Armande avait-elle trompé ma belle-mère sur nos relations. Je ne comprenais rien. Le lendemain de notre rencontre, dans un moment de dépit, je lui avais écrit que je ne pouvais plus la revoir, ne voulant pas de sa pitié.

— Nous avons rompu, dis-je enfin, en cachant de mon mieux mon embarras.

— Tout ce que je puis te dire, c’est que tu as choisi un beau moment, répondit-elle, d’une voix coupante. Il y a deux mois, tu frémissais en entendant le son de sa voix au téléphone et tu ne l’aimes déjà plus. De toute façon, tu devrais, ne fût-ce que par décence, lui rendre une visite. Elle ne quitte plus la maison.

Il me répugnait de mêler ma belle-mère à mes affaires de sentiments. Je ne répondis rien et ne l’interrogeai pas davantage sur l’état de la jeune fille. J’en avais suffisamment entendu pour comprendre qu’Armande avait été reprise par son mal et qu’elle ne sortait plus. Ma lettre m’interdisait maintenant, du moins je le croyais, de faire les premiers pas. Et pourtant, j’aurais eu besoin de la voir, de l’interroger, de m’éclairer sur ses sentiments.

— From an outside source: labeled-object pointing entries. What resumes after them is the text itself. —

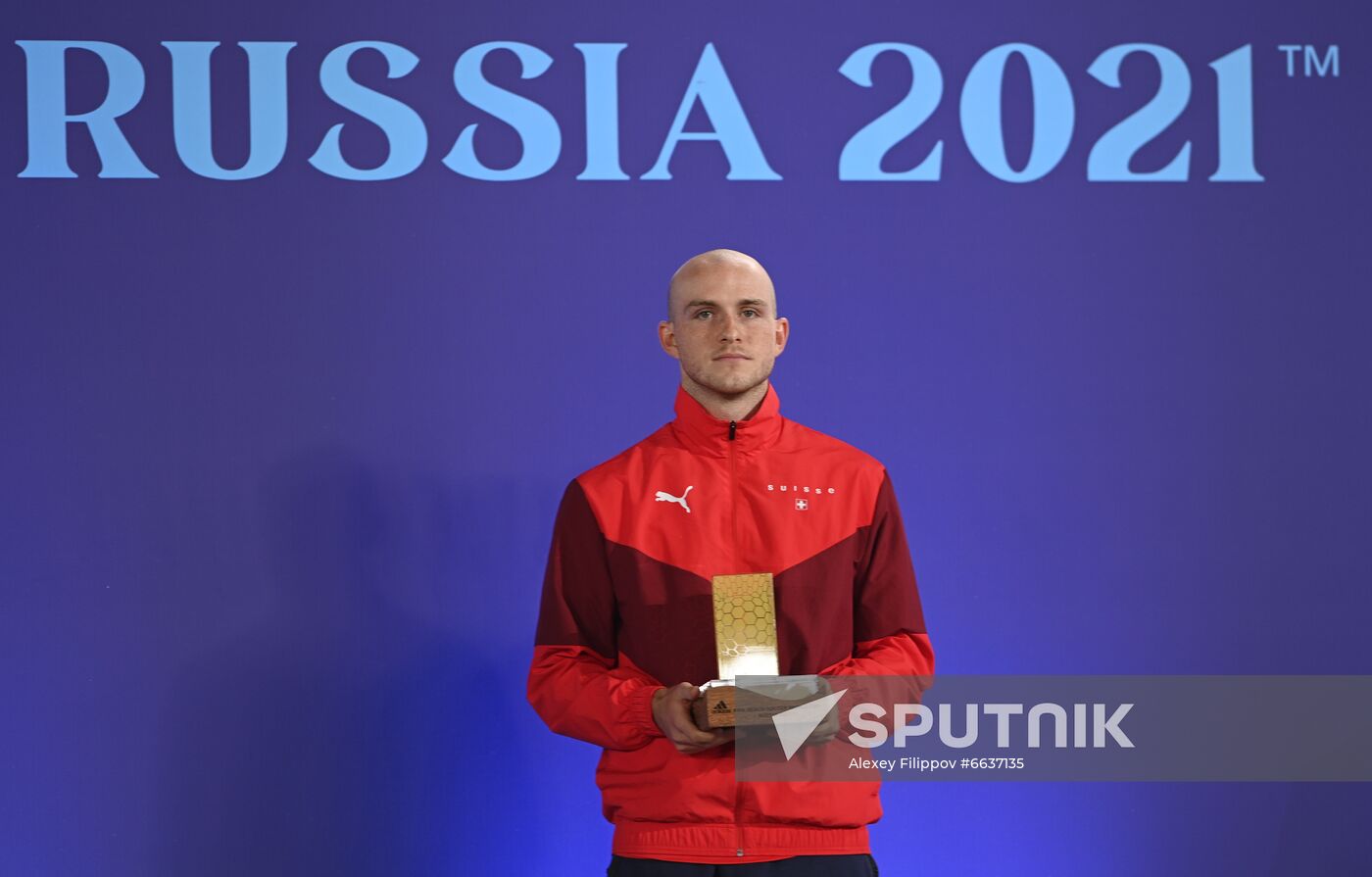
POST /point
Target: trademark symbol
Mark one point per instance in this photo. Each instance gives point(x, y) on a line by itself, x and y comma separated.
point(1313, 64)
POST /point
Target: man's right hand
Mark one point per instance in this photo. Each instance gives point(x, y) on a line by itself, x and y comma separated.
point(671, 711)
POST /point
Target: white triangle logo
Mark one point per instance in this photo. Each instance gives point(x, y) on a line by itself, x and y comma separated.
point(798, 723)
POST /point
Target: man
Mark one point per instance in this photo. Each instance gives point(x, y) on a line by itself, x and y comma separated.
point(626, 623)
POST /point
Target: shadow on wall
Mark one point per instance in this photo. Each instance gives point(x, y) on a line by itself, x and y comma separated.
point(340, 736)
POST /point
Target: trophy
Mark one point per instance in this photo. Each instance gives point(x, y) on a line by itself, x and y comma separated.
point(745, 644)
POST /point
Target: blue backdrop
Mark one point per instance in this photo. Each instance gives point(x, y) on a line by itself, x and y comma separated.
point(281, 453)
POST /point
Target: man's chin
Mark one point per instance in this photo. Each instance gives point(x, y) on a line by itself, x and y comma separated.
point(733, 386)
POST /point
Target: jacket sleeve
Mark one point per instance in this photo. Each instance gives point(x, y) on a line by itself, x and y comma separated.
point(888, 619)
point(576, 682)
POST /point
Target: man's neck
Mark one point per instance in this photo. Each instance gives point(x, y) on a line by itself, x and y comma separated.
point(740, 407)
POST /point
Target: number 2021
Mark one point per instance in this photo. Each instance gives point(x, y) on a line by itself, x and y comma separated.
point(1054, 116)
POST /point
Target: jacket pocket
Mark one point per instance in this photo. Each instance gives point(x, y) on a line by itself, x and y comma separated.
point(659, 784)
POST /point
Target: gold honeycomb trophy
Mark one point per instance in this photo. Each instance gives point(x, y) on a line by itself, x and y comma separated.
point(745, 644)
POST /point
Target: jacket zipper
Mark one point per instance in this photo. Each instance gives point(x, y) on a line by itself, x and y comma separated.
point(733, 548)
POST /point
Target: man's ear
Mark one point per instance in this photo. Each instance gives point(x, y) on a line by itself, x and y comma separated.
point(667, 338)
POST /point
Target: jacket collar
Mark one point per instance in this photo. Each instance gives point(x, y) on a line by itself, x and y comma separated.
point(706, 434)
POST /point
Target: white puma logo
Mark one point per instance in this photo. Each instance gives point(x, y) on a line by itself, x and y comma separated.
point(665, 497)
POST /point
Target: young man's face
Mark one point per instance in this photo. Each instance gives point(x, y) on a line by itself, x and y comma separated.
point(723, 327)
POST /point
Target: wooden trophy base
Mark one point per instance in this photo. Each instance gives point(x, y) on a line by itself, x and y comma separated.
point(723, 705)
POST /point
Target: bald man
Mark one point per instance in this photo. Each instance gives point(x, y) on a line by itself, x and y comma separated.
point(626, 622)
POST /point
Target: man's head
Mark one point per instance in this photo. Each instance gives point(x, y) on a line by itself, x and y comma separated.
point(722, 322)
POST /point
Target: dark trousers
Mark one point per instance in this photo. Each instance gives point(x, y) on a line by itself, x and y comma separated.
point(859, 865)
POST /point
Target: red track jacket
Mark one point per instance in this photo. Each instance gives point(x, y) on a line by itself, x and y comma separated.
point(627, 609)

Voyant que l’intervention de ma belle-mère n’avait eu aucun résultat, Armande me téléphona sous prétexte de me demander un renseignement. Puis :

— Il y a encore quelque chose que j’ai à vous dire…

Mon cœur répondit seul.

— Ah oui ! continua-t-elle, nous pouvons nous revoir… comme autrefois, si vous le voulez…

Si je le voulais ! J’aurais couru à elle sur-le-champ mais l’amour-propre me retint. J’irais le lendemain après-midi.